(Kannada-2006-colour-130 mins)
Directed By: Girish Kasaravalli
Music Director: Issac Thomas Kottakapally
Costume Designer: Ananya Kasaravalli (daughter of Girish Kasaravalli)
Cast: Venkatalaxmi (Pavitra Lokesh), Nagamma (Rameshwari Varma), Rajalaxmi (Ananya Kasaravalli), Vishwa (Ashwin Bolar), Achchannaiah (Sringeri Ramanna)
Achchannaih and his wife Nagalaxmi live with their widowed daughter-in-law Venkatalaxmi and grand daughter Rajalaxmi in a traditional society. Achchannaih sets out to discover the truth when the news reaches him that in a distant town his son, who died eighteen years ago, has taken rebirth. He eventually brings the boy home, which alters the lives of all concerned. The old Nagalaxmi, for whom faith is essential, accepts him. The granddaughter, who swears by rationality, views it as a foul play, in fact even as a conspiracy. The widowed Venkatalaxmi, after an initial resistance, sees in the boy an opportunity to fulfill all her thwarted elemental desires and to escape the trauma of widowhood. All the tenets and canons of religious beliefs are used by Nagalaxmi to sustain her faith, while Rajalaxmi, her granddaughter takes recourse to the law and the court. Resisting all these Venkatalaxmi swears by her lived experience. Caught between the grandmother and granddaughter Venkatalaxmi's life becomes a rudderless boat. However, she evolves considerably when she balances her existential self and emotional being. It remains an essential question as to what constitutes the actual truth- whether it is the site of conflict that Rajalaxmi embraces or the mode of negotiations that Venkatalaxmi adopts. The film attempts to capture the inversions of social values held by three different generations.
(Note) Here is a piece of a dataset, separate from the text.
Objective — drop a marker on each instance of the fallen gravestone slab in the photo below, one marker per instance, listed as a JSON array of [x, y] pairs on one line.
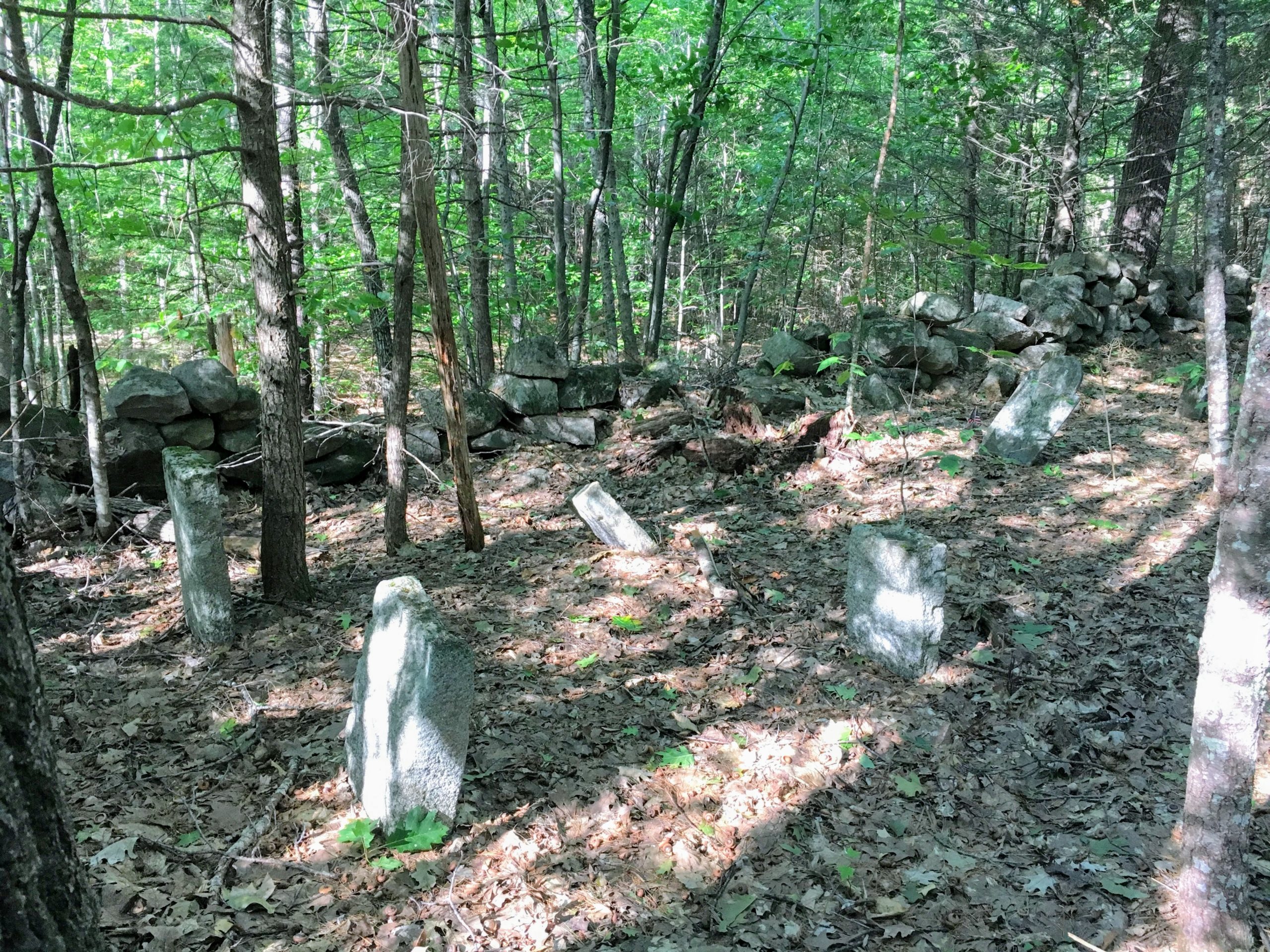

Jury Awards-Asian Film Festival, New Delhi
Girish Kasaravalli
To aficionados of good cinema, Girish Kasaravalli needs no introduction. As a film maker he has hardly been prolific: a mere eight films in a career of more than 25 years. And yet he is the only director to have the distinction of winning the Swarnakamal or the Golden-lotus award four times. A product of the Film and Television Institute of India, Pune, Kasaravalli's films may lack 'mass appeal' but as serious works that focus on the social and political ethos and the forces that make an individual behave in a particular manner, they are in a class all their own. Rather than telling the story of an individual, his cinematic attempts have been to set the stories of individuals against a larger political and social canvas caught in transition in various points in Indian history. Kasaravalli pens his own scripts, firmly believes in sparse dialogues and plans his films to the minutest detail.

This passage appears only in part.